How to grammar good

A lot of people have pointed out to me that writing grammars for nearley is hard. The thing is, writing grammars is, in general, very hard. It doesn’t help that certain grammar-related problems are provably undecidable.

As with all of programming, grammar-writing is guided by instinct and pattern recognition (on the part of the human, in this case!). This guide is meant to walk through some common idioms, ideas, anti-patterns and pitfalls, and hopefully make you a confident grammarian. Treat it more as a styleguide than a tutorial.

It might be worth reading Better Earley than Never first, to understand the algorithm and some basic concepts. From here on out, I’m assuming you know what regular expression, Backus Naur Form, context free grammar, terminal, nonterminal, and ambiguous grammar mean. You should know nearley syntax well enough to understand what something like

int -> [0-9]        {% id %}
    | int [0-9]     {% function(d) {return d[0] + d[1]} %}

means (though I like to pride myself on the readability of nearley grammar…).

Structure

Your grammar should be structured from the top down. The first few rules in a file should describe a general outline, and tiny details (terminals for whitespace, literals etc.) should be at the bottom. For example, if you’re writing a parser for Scheme, you would start with

Sourcefile -> (S-expression | Comment):*

and then fill out what s-expression and comment mean. Most of the time, rules defined higher in the file reference rules defined lower down, and rules defined near the bottom rarely ever reference rules near the top.

Nonterminal names

Give your nonterminals useful names–mostly nouns that describe the string it will match. By convention, we use _ for optional whitespace and __ for mandatory whitespace: it makes it easy to write rules like

"(" _ expression _ ")"

You can explicitly mark a nonterminal as optional or repetitive by postfixing its name with ? and + (respectively)–as in statementlist+ or comment?. Note that this has no semantic value: use nearley’s EBNF modifiers (:*, :+, :?) for that.

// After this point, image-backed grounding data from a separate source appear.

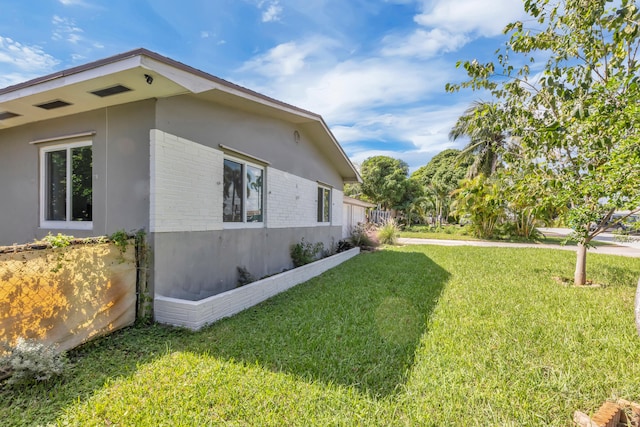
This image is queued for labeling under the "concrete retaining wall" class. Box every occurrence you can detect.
[154,247,359,330]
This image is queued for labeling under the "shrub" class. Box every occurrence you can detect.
[377,218,399,245]
[236,266,256,287]
[349,223,376,248]
[290,238,324,267]
[336,239,354,253]
[1,338,67,385]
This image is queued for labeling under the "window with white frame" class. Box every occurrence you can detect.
[223,157,264,224]
[40,141,93,229]
[317,186,331,223]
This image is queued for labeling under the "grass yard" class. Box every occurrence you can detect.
[1,245,639,426]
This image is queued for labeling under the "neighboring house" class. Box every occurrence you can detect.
[342,196,375,238]
[0,48,360,302]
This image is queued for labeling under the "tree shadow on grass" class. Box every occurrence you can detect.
[194,250,450,398]
[0,250,449,424]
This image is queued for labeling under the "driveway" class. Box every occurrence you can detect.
[399,228,640,258]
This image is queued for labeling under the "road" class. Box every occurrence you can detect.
[399,228,640,258]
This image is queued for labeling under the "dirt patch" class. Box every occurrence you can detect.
[552,276,604,288]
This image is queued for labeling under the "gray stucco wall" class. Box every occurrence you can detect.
[153,226,343,300]
[155,95,344,189]
[0,100,154,245]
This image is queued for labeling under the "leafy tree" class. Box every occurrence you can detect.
[360,156,410,210]
[451,175,504,238]
[447,0,640,285]
[449,101,507,178]
[411,149,471,224]
[343,182,362,198]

Don’t roll your own unroller

If you want to match one or more of a nonterminal, use an EBNF modifier. It’s semantically legible, contextually appropriate and (most importantly) easy. It’s very easy to mess up and create an exponentially ambiguous monstrosity such as

lotsofletters -> "a" | lotsofletters lotsofletters

Postprocess or dispose

nearley saves a nested array structure by default, but most of the time that’s not what you want. For things like whitespace, you want to throw away all that useless information for memory efficiency, so use a postprocessor that just returns null. For syntactic sugar and stuff, construct object literals so that the code that processes your AST is relatively independent of your grammar. Constructing object literals also lets you discard junk (parens, etc.).

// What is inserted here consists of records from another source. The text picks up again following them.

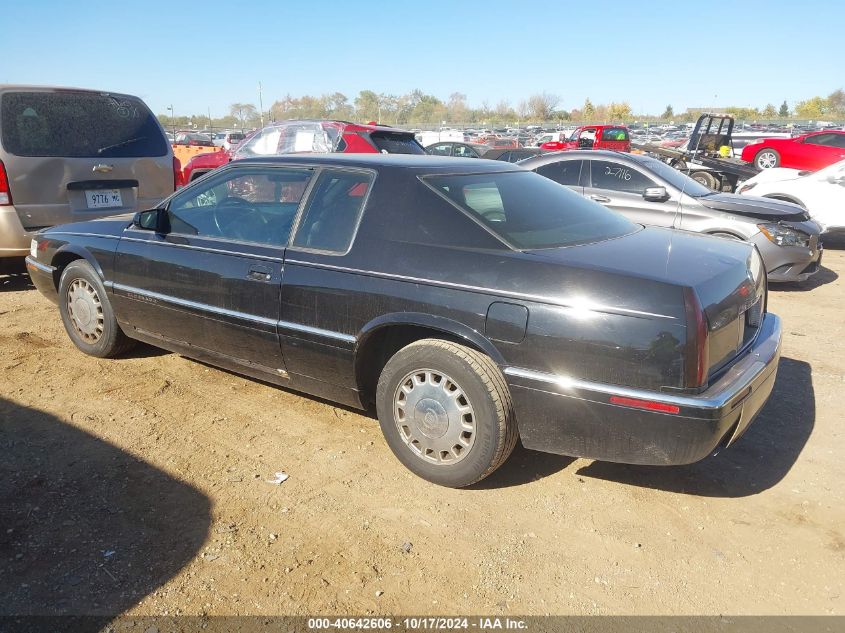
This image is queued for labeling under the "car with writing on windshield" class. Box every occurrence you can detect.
[27,154,781,487]
[0,84,176,260]
[180,120,424,183]
[520,150,823,283]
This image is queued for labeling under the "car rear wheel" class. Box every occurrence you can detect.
[754,148,780,169]
[58,260,135,358]
[376,339,518,488]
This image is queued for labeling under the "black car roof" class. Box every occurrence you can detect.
[233,153,521,173]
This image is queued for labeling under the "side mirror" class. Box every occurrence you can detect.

Remember, charclasses aren’t regexes

The [a-z] syntax only allows you to use regex-style character classes, not actual regular expressions. Nearley fundamentally does not support regexes as terminals. Use EBNF modifiers instead–they do what you want.

Debug with nearley-test

Use the nearley-test script (installs alongside nearleyc) to debug your grammars. It lets you inspect the parse tables, and see all the parsings, or the point of failure. This is invaluable when you have a subtle ambiguity issue.

Don’t shy away from left recursion

You were a good little student and you paid attention to your professors when they told you never to write grammars like:

a -> a "something"

because a naïve recursive-descent parser would bork in an infinite loop. Nearley, of course, is much better, so you don’t have to worry about that. If you’re paranoid about efficiency, you should actually prefer left recursion over right recursion (a -> "something" a) because it’s very slightly faster. In any case, that’s how you deal with left or right associativity for binary operators.

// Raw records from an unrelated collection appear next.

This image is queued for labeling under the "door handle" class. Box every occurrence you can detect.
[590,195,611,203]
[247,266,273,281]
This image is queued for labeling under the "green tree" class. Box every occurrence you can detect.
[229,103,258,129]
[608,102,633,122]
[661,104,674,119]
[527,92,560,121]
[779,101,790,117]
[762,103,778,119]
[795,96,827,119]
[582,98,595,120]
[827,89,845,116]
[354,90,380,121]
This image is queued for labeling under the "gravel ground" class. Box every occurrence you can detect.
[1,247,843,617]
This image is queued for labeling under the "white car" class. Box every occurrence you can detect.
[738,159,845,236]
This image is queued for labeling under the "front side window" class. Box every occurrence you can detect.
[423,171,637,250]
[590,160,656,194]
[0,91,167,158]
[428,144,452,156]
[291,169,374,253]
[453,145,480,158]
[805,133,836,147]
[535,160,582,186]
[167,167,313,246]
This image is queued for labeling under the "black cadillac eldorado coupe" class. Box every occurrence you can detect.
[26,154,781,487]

Do shy away from left recursion

…if you’re using it where the EBNF :* or :+ makes more sense!

Operator precedence is not black magic

Here’s how you do it: you start with your lowest-precedence operator and work your way up to your highest precedence ones. Each operator gets its own nonterminal:

math -> sum
sum -> sum ("+"|"-") product | product
product -> product ("*"|"/") exp | exp
exp -> number "^" exp | number # this is right associative!

It should be pretty clear how this works, and how to extend it to different types of operators. The main thing is to be careful with your associativity direction. Be careful not to write op -> op "$" op, because that’s ambiguous.

Introducing non-conflicting unary negation ("5 * -5") is left as a trivial exercise for the enterprising reader.

Comment your grammars

It’s very easy to come back to a grammar a week later and have no idea what it’s doing. Leave comments that explain precisely what each nonterminal matches, since a clear description will help you debug things in the future.

Use whitespace prettily

Align your ->s and your |s and your {% ... %}s. Future retinas will thank you.

Parsing an established language? Cheat!

Almost all standards publish syntax guides with an accompanying diagram in (E)BNF. It’s worth it to Google around for this. With just a bit of common sense, you should be able to transliterate it to a .ne file.

Again, grammar-writing is largely about instinct and experience. The more you write, the more you’ll understand how it goes, and the faster you’ll be able to prototype and design.